The novel coronavirus severe acute respiratory syndrome coronavirus 2 (SARS-CoV-2) has caused a global pandemic known as COVID-19 (1–3), which can be prevented by vaccines but for which antiviral treatments are much needed. Coronaviruses employ a multisubunit machinery for replication and transcription. A set of nonstructural proteins (nsps) produced as cleavage products of the ORF1a and ORF1ab polyproteins (4) assemble to facilitate viral replication and transcription. The core component of this complex is the catalytic subunit (nsp12) of an RNA-dependent RNA polymerase (RdRp) (5), which catalyzes the synthesis of viral RNA and thus plays a central role in the replication and transcription cycle of SARS-CoV-2, with the assistance of nsp7 and nsp8 as accessory factors (6, 7).
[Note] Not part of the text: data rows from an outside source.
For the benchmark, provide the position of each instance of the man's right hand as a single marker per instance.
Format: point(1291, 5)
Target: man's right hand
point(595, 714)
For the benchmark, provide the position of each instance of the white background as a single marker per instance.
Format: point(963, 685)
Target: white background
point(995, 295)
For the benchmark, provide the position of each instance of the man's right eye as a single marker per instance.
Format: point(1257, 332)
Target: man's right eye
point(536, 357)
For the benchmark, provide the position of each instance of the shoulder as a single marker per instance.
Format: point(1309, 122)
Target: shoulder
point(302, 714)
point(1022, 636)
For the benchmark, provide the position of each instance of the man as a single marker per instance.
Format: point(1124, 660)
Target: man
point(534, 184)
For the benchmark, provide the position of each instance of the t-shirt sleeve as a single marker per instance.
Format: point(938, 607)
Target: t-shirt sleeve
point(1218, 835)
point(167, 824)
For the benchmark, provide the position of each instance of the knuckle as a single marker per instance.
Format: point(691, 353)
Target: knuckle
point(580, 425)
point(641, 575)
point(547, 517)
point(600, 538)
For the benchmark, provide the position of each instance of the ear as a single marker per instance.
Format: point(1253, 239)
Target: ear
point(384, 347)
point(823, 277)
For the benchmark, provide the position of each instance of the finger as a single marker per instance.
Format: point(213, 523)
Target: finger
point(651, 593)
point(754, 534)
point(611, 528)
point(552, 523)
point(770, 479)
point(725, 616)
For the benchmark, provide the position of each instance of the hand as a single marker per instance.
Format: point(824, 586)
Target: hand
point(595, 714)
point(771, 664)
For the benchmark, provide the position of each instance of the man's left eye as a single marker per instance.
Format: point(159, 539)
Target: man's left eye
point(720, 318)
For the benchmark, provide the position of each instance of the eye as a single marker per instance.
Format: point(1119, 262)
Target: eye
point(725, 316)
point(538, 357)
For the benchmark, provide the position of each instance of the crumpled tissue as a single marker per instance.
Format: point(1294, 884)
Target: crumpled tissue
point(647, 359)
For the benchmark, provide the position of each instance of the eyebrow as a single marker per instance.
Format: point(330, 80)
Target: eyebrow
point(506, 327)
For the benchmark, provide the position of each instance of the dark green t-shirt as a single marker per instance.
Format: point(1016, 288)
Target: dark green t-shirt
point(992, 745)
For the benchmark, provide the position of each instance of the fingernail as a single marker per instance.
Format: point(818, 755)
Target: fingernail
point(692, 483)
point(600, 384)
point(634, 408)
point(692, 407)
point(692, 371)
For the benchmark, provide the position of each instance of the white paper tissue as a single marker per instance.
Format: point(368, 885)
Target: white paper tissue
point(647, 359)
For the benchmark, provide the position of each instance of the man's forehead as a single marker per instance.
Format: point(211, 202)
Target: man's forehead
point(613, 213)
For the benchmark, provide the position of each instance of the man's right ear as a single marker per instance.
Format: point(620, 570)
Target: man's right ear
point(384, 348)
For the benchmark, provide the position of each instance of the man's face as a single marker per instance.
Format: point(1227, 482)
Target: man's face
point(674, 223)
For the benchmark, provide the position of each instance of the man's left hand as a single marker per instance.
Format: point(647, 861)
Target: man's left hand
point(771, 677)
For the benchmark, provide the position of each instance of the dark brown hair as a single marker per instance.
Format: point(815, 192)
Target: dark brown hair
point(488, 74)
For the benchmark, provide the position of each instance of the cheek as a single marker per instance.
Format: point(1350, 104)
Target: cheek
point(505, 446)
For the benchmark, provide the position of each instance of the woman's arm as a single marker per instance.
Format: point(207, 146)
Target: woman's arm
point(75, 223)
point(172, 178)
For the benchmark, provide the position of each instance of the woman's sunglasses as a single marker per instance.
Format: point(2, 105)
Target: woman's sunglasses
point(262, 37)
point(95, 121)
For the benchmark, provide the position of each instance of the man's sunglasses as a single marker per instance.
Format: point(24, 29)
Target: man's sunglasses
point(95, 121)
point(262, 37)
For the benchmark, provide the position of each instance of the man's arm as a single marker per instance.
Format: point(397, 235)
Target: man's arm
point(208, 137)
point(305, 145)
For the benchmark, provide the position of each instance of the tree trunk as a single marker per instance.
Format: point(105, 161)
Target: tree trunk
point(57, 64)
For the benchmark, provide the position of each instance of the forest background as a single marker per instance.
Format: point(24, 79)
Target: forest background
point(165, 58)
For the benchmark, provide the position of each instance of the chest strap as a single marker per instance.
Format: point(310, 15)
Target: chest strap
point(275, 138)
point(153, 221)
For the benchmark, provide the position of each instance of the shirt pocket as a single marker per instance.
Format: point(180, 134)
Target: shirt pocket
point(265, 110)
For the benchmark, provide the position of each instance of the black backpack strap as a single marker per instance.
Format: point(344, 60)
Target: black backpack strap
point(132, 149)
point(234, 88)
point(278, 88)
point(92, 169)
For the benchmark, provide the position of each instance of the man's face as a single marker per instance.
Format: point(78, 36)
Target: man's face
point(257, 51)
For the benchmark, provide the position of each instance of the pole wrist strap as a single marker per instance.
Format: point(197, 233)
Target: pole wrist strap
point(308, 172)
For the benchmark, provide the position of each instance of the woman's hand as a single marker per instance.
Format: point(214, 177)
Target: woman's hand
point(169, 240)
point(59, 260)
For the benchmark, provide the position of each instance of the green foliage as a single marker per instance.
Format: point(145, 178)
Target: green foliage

Structures of the RdRp (nsp12-nsp7-nsp8 complex) alone and in complex with the helicase have been determined by cryo–electron microscopy (cryo-EM) (8–11); in all of these structures, the RdRp of SARS-CoV-2 was proposed to contain zinc ions ligated in the same locations as those observed in SARS-CoV (7) in highly conserved metal binding motifs composed of H295-C301-C306-C310 and C487-H642-C645-C646 (fig. S1). These zinc ions have been proposed to serve a structural role in maintaining the integrity of the RdRp architecture (7–11) (see supplementary text in the supplementary materials). Zinc has long been known to be capable of replacing endogenous iron-sulfur (Fe-S) metal cofactors during standard aerobic purification of proteins (12–15), because Fe-S clusters are inherently susceptible to destabilization and degradation by oxidants, including oxygen, superoxide (O₂⁻), and nitric oxide (16). Notably, Fe-S clusters, inorganic cofactors often associated with biological redox reactions (17, 18), have been identified in numerous proteins involved in DNA and RNA metabolism, where they play a variety of critical functional roles (12, 13, 19–26).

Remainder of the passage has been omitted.